Sieht so das Berlin der Zukunft aus? Zumindest ist das schon mal der neue Park am Gleisdreieck. Foto: © Julien Lanoo

Wir brauchen den Austausch zwischen Architektur, Politik, Investoren und Bürgern. Nur so kann eine Kultur des Teilens und Gemeinschaffens als selbstverständlicher Teil der Stadtentwicklung entstehen
 

CCB Magazin: Wo kommt Partizipation aber an Grenzen? Markus Miessen spricht in seinem Buch vom „Albtraum Partizipation“, von einer zunehmenden „Scheinsolidarität“. Partizipation" habe sich insbesondere in der Politik zur Standardausrede entwickelt, wenn es darum ginge, sich aus der Verantwortung zu ziehen. Der Kultursoziologe Thomas Wagner spricht von einer „Mitmachfalle“. Während auf der einen Seite Bürger zunehmend beteiligt würden, würden auf der anderen Seite die „realen Einflussmöglichkeiten der Bürger sowie von Parteien und Gewerkschaften effektiv beschnitten“.  Sehen Sie diese Gefahr auch?

Francesca Ferguson: Ja, diese Gefahr sehe ich.

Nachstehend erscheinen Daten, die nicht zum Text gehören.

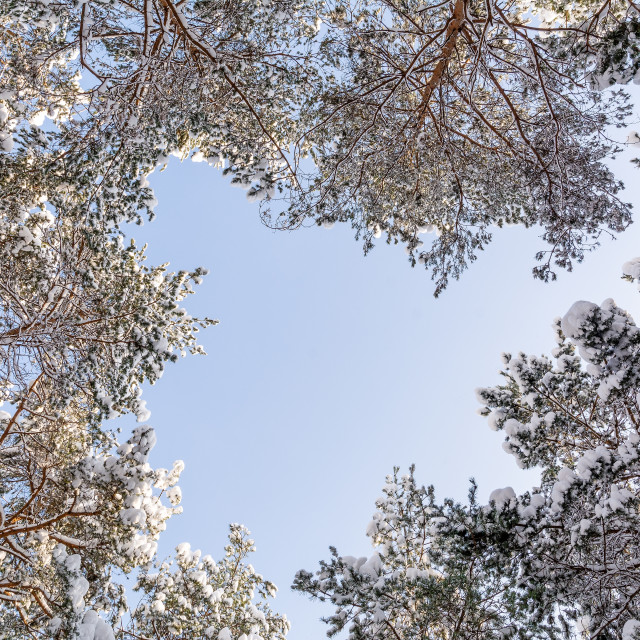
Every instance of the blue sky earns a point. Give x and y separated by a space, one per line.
328 368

Was bislang in den Talks das Festival aber auch ganz deutlich wird: Partizipation ist keine einfache Sache. Partizipation bedeutet Aushandeln, mit vielen Beteiligten, die viele Ideen haben. Darum muss sich jeder Politiker, Stadtplaner und auch Architekt fragen: Was wollen die Leute eigentlich? Wie sind die Wohnbedürfnisse? Wie gehe ich darauf ein? Partizipation heißt auch Interesse bekunden, zuhören, nachfragen - und zum Schluss einen Kompromisse finden, der im Querschnitt der Beste für alle ist.

CCB Magazin: Ziehen Sie doch mal eine Bilanz: Wie läuft das Festival bislang? Welche Schwerpunkte wurden und werden gesetzt?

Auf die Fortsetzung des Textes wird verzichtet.